Marita Etcubañez, director of strategic initiatives at Asian Americans Advancing Justice, a Washington, D.C.-based advocacy group, said they clearly are.

Among other evidence, she said her group has received about 130 reports of hate crimes and hate incidents against Asian Americans nationwide since about the beginning of March, compared to an estimated 250 in the previous three years combined. Those numbers only include reports to her organization, so the total submitted to police across the country since the pandemic began likely is significantly higher.

“There’s definitely a lot of, ‘You people caused this, you people brought this, take the virus back to China,'” Etcubañez said. “People are weaponizing the term corona and coronavirus” and using it against Asian Americans.

She said six of the 130 incidents her organization has received since the beginning of the coronavirus crisis — all of which have been pandemic-related — came from Texas, with two from Austin. One of the Austin reports involved an altercation with a neighbor, she said, while details of the other aren’t public at the request of the person who submitted it.

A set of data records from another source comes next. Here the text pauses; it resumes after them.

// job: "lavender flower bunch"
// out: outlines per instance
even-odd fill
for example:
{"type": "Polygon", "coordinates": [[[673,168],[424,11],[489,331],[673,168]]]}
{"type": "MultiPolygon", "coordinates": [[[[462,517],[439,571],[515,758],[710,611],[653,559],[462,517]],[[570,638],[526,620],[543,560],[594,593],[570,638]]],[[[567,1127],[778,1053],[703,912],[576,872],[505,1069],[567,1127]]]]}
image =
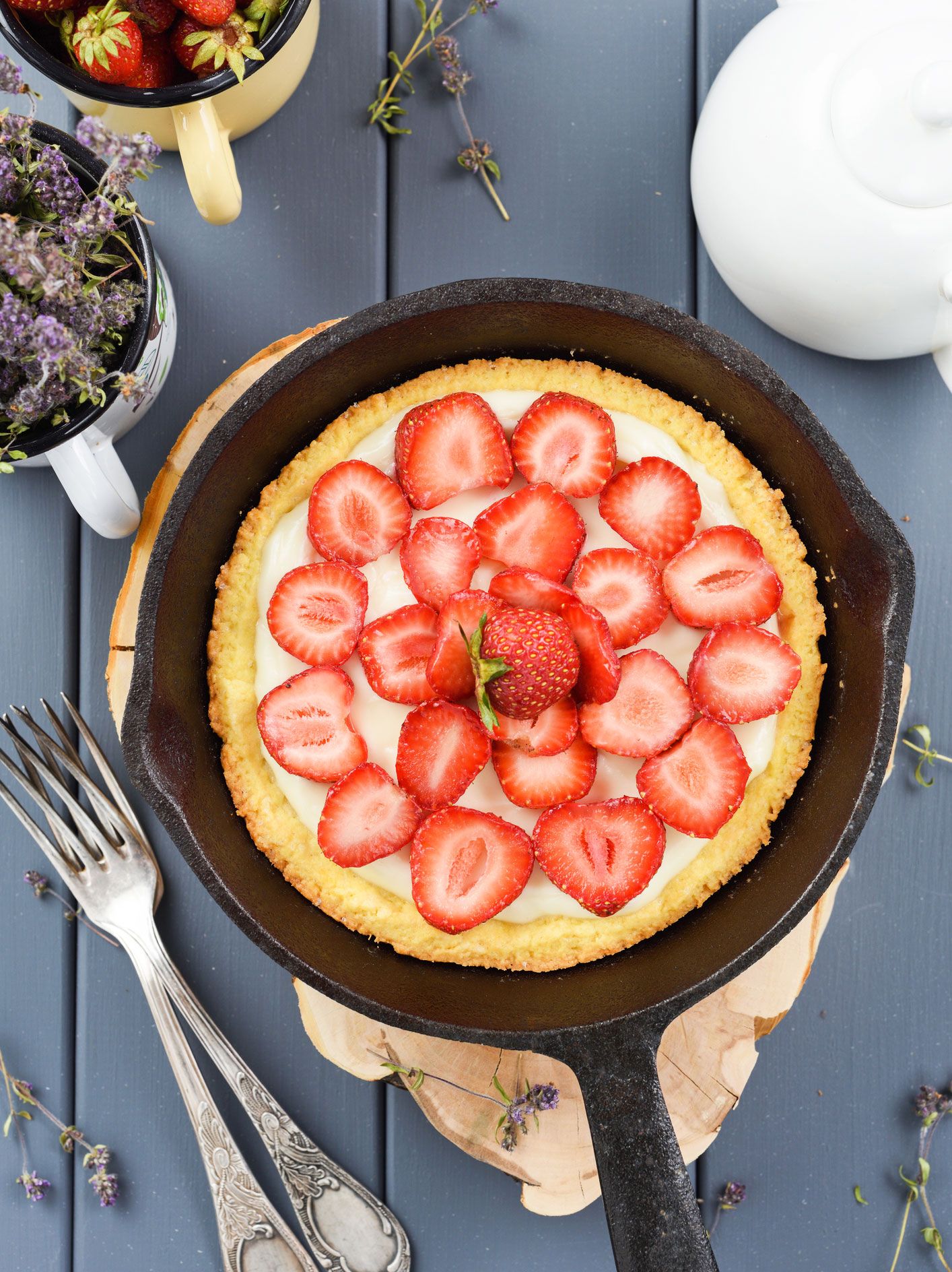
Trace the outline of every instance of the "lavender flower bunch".
{"type": "MultiPolygon", "coordinates": [[[[36,94],[0,55],[0,92],[36,94]]],[[[146,385],[117,370],[145,299],[145,267],[127,229],[139,209],[136,178],[155,168],[147,134],[111,132],[95,118],[76,127],[107,164],[85,191],[58,146],[33,136],[33,112],[0,112],[0,473],[24,459],[23,434],[55,427],[70,410],[102,406],[109,388],[139,402],[146,385]]]]}

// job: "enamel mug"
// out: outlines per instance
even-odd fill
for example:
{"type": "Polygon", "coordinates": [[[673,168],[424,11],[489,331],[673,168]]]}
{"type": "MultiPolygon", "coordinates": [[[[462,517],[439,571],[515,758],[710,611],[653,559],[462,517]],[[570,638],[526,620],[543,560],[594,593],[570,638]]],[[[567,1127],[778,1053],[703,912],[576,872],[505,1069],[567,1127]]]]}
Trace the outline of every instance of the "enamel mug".
{"type": "Polygon", "coordinates": [[[23,23],[0,0],[0,29],[22,56],[58,84],[78,111],[98,114],[116,132],[149,132],[163,150],[179,150],[196,207],[212,225],[241,211],[231,141],[281,109],[304,78],[318,38],[319,0],[289,0],[261,42],[264,60],[245,61],[239,83],[228,66],[168,88],[99,84],[61,56],[52,27],[23,23]]]}
{"type": "MultiPolygon", "coordinates": [[[[86,190],[105,172],[90,150],[58,128],[34,123],[33,136],[57,145],[86,190]]],[[[153,404],[175,349],[175,301],[165,271],[141,221],[130,220],[126,233],[145,266],[145,299],[126,332],[116,369],[144,375],[149,396],[133,406],[112,389],[102,406],[88,402],[70,408],[69,420],[55,427],[31,429],[17,439],[17,449],[27,458],[17,460],[18,472],[13,477],[1,478],[25,481],[25,474],[19,474],[22,468],[52,468],[83,520],[108,539],[123,538],[139,525],[139,496],[113,441],[128,432],[153,404]]]]}

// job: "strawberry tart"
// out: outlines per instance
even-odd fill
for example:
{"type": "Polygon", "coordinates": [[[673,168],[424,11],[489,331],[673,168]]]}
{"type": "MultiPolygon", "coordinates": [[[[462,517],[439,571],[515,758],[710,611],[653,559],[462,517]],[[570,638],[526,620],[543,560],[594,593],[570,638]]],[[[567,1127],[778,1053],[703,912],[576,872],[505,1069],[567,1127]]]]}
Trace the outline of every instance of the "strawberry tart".
{"type": "Polygon", "coordinates": [[[245,518],[211,720],[258,848],[403,954],[545,972],[700,906],[808,758],[815,574],[694,407],[590,363],[350,407],[245,518]]]}

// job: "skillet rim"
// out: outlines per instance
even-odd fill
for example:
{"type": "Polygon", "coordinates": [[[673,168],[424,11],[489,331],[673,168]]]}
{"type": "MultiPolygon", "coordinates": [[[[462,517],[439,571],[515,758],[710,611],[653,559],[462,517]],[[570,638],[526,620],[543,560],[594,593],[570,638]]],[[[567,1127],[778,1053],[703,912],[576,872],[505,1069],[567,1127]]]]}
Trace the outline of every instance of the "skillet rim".
{"type": "MultiPolygon", "coordinates": [[[[597,357],[597,354],[592,352],[591,356],[597,357]]],[[[806,403],[797,397],[789,385],[766,363],[731,337],[661,301],[641,296],[636,293],[599,285],[561,282],[545,279],[477,279],[442,284],[436,287],[379,301],[350,318],[341,319],[333,327],[309,337],[309,340],[285,355],[280,363],[243,393],[229,407],[212,432],[202,443],[182,474],[182,480],[165,510],[150,556],[139,609],[130,693],[121,729],[123,756],[133,782],[146,796],[173,842],[186,857],[192,870],[198,875],[203,887],[233,922],[273,958],[275,962],[291,972],[292,976],[364,1015],[370,1015],[374,1019],[403,1029],[426,1032],[437,1037],[461,1040],[491,1042],[498,1046],[525,1046],[527,1039],[539,1040],[554,1035],[564,1037],[567,1033],[610,1027],[618,1021],[634,1018],[653,1019],[663,1024],[761,958],[812,908],[847,860],[878,795],[882,776],[892,749],[899,716],[902,655],[911,622],[915,566],[906,539],[882,505],[869,492],[839,443],[835,441],[806,403]],[[824,467],[830,472],[834,483],[863,536],[868,542],[876,544],[887,566],[888,575],[887,595],[883,600],[882,618],[877,628],[882,632],[885,672],[877,705],[872,759],[855,795],[849,820],[836,843],[830,847],[824,866],[817,871],[808,887],[794,898],[783,915],[751,945],[746,946],[736,957],[721,963],[717,971],[702,981],[693,982],[680,992],[651,1006],[643,1006],[610,1019],[600,1019],[587,1024],[535,1029],[487,1029],[479,1025],[470,1027],[436,1021],[428,1016],[421,1016],[413,1011],[390,1007],[376,1000],[367,999],[358,991],[351,990],[342,982],[336,981],[328,973],[304,962],[264,927],[250,909],[229,889],[197,840],[192,836],[184,817],[178,809],[174,795],[160,781],[156,781],[155,773],[147,762],[150,738],[147,720],[154,693],[154,618],[161,597],[163,576],[192,499],[224,449],[234,440],[244,424],[278,389],[315,363],[322,361],[353,340],[370,336],[394,323],[432,315],[441,310],[511,301],[522,304],[544,303],[614,313],[675,336],[700,354],[721,361],[731,374],[769,398],[806,438],[824,467]]],[[[624,954],[616,957],[623,958],[624,954]]],[[[599,960],[591,965],[597,967],[604,960],[599,960]]],[[[489,974],[498,976],[501,973],[489,974]]],[[[545,974],[558,976],[558,973],[545,974]]]]}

Like Cheng, she said the Asian chamber is taking a prudent step by trying to be proactive as businesses begin to reopen.

“I think those concerns (of Asian American business owners) are very real, and I share them,” Etcubañez said. “I wish it weren’t the case, but it is good to be prepared and hope you don’t need it.”

Eric Yi, owner of Asia Market on Spicewood Springs Road, opted to close in mid-March out of virus-related safety concerns for his employees and customers even though, as a grocery store, his business was deemed essential and could have remained open. While he hasn’t made plans to reopen yet, he said the climate for Asian American businesses might factor into his timing if there’s a big rise in racially charged incidents as the pandemic continues.

“It’s just going to depend on how serious (such incidents are), how often and how close to home,” Yi said.

“I’m not surprised people are worried about it,” he said. “I know people are talking about it, and I’ve thought about it.”
Distributed by Tribune Content Agency, LLC.